SJinn-Agent-Guide
What is SJinn Agent?
SJinn Agent is an all-in-one AI-powered creative agent for image and video production. Through natural conversation, it autonomously handles the entire content creation process — from story videos and children's content to cinematic films, anime, UGC, advertisements, podcasts, and virtually any video format you can imagine.
Keywords: Strategy, Planning, Autonomous, End-to-End
SJinn goes beyond simple execution. It understands your ultimate goal, breaks it down into a strategic plan (scripting, storyboarding, asset generation), and brings it to life autonomously. You provide the vision; SJinn directs the entire creation process.

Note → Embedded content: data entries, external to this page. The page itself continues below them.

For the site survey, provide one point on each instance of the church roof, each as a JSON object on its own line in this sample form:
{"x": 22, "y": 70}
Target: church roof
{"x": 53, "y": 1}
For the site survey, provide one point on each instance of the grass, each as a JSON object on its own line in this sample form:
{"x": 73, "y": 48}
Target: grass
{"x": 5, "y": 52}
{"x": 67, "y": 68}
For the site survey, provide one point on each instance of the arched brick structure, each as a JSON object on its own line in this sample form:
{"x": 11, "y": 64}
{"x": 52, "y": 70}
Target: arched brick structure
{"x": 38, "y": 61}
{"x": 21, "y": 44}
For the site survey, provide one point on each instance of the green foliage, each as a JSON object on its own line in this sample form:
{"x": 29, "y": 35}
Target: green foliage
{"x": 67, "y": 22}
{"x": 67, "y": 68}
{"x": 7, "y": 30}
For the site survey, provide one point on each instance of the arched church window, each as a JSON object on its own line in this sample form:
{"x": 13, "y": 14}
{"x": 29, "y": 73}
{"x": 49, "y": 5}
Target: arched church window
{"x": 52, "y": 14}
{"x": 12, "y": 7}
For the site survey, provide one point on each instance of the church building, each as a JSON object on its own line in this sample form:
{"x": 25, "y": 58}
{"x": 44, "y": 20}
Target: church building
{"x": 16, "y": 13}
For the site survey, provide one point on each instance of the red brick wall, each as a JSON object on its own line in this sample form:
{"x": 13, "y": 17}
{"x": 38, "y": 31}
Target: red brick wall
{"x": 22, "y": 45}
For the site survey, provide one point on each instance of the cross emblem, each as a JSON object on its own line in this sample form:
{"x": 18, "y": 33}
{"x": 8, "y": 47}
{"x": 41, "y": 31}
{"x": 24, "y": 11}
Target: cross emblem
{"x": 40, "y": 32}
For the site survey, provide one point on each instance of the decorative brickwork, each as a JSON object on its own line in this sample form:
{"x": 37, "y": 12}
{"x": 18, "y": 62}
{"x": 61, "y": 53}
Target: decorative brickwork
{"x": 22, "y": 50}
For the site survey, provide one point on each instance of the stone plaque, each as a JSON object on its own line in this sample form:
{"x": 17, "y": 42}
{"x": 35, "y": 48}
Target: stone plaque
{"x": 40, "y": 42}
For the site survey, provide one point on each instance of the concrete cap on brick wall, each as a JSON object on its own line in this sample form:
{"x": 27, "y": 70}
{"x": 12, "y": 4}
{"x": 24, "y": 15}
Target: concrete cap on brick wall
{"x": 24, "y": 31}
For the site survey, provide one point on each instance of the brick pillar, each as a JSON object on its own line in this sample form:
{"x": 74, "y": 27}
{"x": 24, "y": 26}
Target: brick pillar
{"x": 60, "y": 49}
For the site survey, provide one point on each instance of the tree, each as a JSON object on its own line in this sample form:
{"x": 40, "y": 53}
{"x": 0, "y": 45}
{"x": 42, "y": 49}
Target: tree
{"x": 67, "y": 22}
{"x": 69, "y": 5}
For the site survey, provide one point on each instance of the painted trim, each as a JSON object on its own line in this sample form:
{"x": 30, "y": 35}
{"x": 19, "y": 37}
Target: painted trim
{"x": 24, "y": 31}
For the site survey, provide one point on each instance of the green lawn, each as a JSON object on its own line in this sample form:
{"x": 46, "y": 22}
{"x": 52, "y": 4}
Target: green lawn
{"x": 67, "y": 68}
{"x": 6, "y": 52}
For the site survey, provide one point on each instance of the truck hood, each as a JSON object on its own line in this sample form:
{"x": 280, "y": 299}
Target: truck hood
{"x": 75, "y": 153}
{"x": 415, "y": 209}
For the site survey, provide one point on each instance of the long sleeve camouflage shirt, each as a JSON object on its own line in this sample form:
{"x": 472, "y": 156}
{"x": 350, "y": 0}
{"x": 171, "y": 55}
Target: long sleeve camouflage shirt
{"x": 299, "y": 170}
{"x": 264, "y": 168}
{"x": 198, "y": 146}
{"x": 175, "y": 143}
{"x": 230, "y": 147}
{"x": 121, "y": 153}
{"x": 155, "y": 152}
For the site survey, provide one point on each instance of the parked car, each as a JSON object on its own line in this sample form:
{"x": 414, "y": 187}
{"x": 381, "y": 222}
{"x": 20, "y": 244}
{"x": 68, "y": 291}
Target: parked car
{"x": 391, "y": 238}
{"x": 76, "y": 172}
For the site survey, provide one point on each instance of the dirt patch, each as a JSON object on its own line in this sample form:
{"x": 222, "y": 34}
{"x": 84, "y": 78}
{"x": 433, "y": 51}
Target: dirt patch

How to Communicate with SJinn Agent
Think of SJinn Agent not as a tool, but as a creative collaborator. Interact with it the way you would with a creative director — describe your vision, and it will bring it to life.
If the output doesn't meet your expectations, simply tell it what needs improvement, and it will regenerate those specific parts.
Using Sora2 or Veo3
By default, SJinn Agent uses video generation models(auto select Seedance Kling Hailuo). To use Sora2 or Veo3, you have two options:
Option 1: Direct Command
Simply tell the Agent:
"Use Sora2""Use Veo3"
Note: Currently, only Sora2 and Veo3 can be manually specified. For other models, the Agent will automatically select the most suitable one based on your content, no support specific.
Option 2: Use Templates
Choose from pre-configured templates optimized for these models:
- Veo3 Story Video (Consistent Characters): View Template
- Sora2 Story Video v2 (Consistent Characters): View Template
- Sora2 Extend: View Template
- Veo3 Extend: View Template
About Templates
Templates guide the Agent through specific workflows or provide context tailored to particular video styles. Using the right template ensures more consistent results and higher quality output.
Custom Templates
SJinn supports creating and publishing your own custom templates for others to use. Learn more in our Template Creation Guide.
Content Creation Guides
Story / Anime / Film Videos
Narrative-driven content with plot and characters.
real Films
For live-action video content, we recommend using the Veo3 Story Template for optimal results.
Cartoon & Kids Stories
For narration/explainer-style content:
If you're creating educational or narration-driven kids content, use this template:
For dialogue-based content:
If your story features character dialogue, the Veo3 Story Template works well:
Anime Films
For anime-style videos, we recommend either using no template or leveraging Sora2 templates for the best visual results.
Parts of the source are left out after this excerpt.